Irônico é que, segundo ela, Marilyn siga como um dos ícones mais populares no Twitter –rede social, aliás, em que a autora de 82 anos, um dos maiores nomes da literatura americana, é bastante ativa. Nesta semana, ela tuitou e retuitou furiosamente notícias sobre o processo de impeachment de Donald Trump.

Progressista que é, a escritora destaca que outro acontecimento recente guarda relação umbilical com a história de Marilyn. “O MeToo revelou que mulheres e garotas demais continuam vítimas da dominância masculina, em particular na indústria do entretenimento. Muito difícil erradicar esse machismo quando os chefes continuam majoritariamente homens.”

Norma Jeane Baker, nas páginas do livro, sofre os efeitos mais perversos disso. Só no primeiro volume, há estupros e assédios por parte de figurões da indústria, uma infância marcada pelo abandono paterno e uma adolescência invadida pela incapacidade dos homens de se controlarem perto de seu corpo curvilíneo.

Num episódio dramático, Norma Jeane é expulsa pela dona do lar que a adotara porque seu marido não conseguia parar de salivar por ela. “Se pudesse ela teria expulsado Warren aos chutes e ficado com Norma Jeane –mas é claro que não podia. É um mundo de homens e para sobreviver uma mulher precisa trair sua própria classe.”

Aqui é bom pausar para apontar que “Blonde”, desde o prefácio, deixa claro que não é uma biografia comum, mas uma ficção. Ainda que todos os fatos essenciais da vida de Marilyn estejam ali, a autora toma a liberdade de mudar nomes, condensar e criar narrativas, inventar até livros fictícios.

Deixemos que a própria autora explique. “’Blonde’ é uma quase autobiografia pós-modernista, uma exploração dos fundamentos fabulares do sonho americano, que se sobrepõe ao conto de fadas de Cinderela”, afirma. “Numa biografia, a meticulosidade é essencial. O diálogo é imaginado num romance, claro, mas as circunstâncias não precisam ser inventadas.”

É leviano sair à procura da moral de histórias verdadeiras, ainda mais uma que terminou tão tragicamente aos 36 anos, como a de Marilyn Monroe, vítima de uma overdose. Mas ainda é possível encontrar pérolas que ajudam a entender o mundo, como esta breve cena que se segue ao momento em que Norma Jeane Baker é rebatizada.
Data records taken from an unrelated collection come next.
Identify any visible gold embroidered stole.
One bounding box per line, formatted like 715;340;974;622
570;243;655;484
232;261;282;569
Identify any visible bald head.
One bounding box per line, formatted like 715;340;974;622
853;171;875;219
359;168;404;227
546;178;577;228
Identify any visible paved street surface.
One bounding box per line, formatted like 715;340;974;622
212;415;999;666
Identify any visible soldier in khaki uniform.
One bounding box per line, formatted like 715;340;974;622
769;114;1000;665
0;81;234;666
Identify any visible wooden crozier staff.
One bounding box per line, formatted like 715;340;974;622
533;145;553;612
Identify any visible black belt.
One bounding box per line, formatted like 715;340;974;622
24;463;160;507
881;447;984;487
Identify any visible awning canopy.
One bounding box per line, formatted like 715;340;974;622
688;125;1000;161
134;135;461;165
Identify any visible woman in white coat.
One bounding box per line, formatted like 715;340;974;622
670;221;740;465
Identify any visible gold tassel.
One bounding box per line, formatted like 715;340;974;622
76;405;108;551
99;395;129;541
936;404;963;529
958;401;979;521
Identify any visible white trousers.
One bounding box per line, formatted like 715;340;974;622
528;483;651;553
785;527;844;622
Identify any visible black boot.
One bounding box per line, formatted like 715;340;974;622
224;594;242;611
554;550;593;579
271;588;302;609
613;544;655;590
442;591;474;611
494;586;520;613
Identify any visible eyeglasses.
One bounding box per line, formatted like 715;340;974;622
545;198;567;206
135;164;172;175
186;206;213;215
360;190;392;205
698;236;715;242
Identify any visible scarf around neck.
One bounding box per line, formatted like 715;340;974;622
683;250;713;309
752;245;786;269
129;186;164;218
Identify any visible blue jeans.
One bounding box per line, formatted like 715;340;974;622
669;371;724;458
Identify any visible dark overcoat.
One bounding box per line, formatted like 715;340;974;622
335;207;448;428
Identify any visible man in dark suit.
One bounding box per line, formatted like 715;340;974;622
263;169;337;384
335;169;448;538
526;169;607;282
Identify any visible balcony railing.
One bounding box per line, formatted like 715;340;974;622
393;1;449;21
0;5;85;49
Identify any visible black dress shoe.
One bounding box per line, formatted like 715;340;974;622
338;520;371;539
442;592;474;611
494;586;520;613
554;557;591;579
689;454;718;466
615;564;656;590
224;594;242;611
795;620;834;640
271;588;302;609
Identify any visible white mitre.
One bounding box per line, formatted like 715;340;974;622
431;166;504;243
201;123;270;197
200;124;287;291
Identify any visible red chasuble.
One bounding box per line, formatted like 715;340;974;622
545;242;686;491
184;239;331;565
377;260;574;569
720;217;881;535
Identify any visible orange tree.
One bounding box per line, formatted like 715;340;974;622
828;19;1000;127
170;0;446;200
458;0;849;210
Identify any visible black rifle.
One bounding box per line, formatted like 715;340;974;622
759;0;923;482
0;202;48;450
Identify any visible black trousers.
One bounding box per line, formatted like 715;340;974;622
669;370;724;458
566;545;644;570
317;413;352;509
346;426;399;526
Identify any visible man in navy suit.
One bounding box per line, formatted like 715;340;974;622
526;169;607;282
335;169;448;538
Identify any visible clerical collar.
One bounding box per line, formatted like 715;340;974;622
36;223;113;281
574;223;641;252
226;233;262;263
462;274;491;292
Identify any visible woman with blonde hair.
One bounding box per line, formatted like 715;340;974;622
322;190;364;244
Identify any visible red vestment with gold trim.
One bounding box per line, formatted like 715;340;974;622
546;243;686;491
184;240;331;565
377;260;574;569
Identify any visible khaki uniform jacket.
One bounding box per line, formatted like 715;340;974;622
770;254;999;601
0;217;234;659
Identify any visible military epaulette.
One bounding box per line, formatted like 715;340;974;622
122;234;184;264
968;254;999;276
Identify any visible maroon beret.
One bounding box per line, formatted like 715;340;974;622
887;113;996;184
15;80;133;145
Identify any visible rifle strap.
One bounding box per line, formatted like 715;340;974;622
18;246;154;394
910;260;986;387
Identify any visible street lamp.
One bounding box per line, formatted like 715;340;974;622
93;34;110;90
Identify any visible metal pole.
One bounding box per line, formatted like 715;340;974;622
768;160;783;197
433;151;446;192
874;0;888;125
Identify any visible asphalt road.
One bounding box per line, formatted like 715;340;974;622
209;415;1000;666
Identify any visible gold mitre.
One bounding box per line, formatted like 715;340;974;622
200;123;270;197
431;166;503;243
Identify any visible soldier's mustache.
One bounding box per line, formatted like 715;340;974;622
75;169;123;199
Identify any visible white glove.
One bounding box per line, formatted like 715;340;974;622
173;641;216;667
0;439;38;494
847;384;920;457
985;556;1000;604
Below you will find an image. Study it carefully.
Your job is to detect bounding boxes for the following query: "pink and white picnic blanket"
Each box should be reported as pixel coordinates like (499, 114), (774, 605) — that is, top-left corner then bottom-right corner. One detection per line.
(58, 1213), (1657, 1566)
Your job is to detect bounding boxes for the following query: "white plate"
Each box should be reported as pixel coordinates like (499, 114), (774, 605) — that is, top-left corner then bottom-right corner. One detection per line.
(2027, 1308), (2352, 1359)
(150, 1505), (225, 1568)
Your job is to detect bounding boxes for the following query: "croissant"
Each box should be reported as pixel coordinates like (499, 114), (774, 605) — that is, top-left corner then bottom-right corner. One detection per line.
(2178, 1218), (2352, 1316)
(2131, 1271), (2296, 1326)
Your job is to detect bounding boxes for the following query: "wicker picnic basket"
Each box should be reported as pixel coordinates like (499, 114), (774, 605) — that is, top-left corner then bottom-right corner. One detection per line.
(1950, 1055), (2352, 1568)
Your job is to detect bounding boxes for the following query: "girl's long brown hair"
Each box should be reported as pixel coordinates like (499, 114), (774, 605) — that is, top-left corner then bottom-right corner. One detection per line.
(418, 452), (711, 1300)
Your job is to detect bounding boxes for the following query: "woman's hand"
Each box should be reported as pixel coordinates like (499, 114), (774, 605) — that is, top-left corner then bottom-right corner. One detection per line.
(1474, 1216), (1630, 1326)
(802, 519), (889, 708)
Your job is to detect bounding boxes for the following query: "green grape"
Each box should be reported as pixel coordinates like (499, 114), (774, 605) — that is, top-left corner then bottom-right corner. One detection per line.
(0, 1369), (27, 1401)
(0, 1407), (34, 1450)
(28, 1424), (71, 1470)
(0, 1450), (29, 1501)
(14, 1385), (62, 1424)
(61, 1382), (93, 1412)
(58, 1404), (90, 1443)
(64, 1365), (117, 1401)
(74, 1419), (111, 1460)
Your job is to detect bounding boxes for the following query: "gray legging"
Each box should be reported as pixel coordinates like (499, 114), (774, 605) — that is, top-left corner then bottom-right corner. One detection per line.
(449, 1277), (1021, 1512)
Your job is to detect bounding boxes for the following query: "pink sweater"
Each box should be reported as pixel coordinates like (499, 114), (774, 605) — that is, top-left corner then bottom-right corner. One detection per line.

“Eu disse a mim mesma, minha vida nova! Minha vida nova começou! Começou hoje!”, exclama a atriz. “Só agora está começando, tenho 21 anos e sou Marilyn Monroe. E um homem falou comigo no bonde como homens fazem com frequência. Perguntando se eu estava chateada com algo. Se ele poderia ajudar. Eu disse a ele com licença eu preciso descer, este é meu ponto e com pressa desci do bonde.”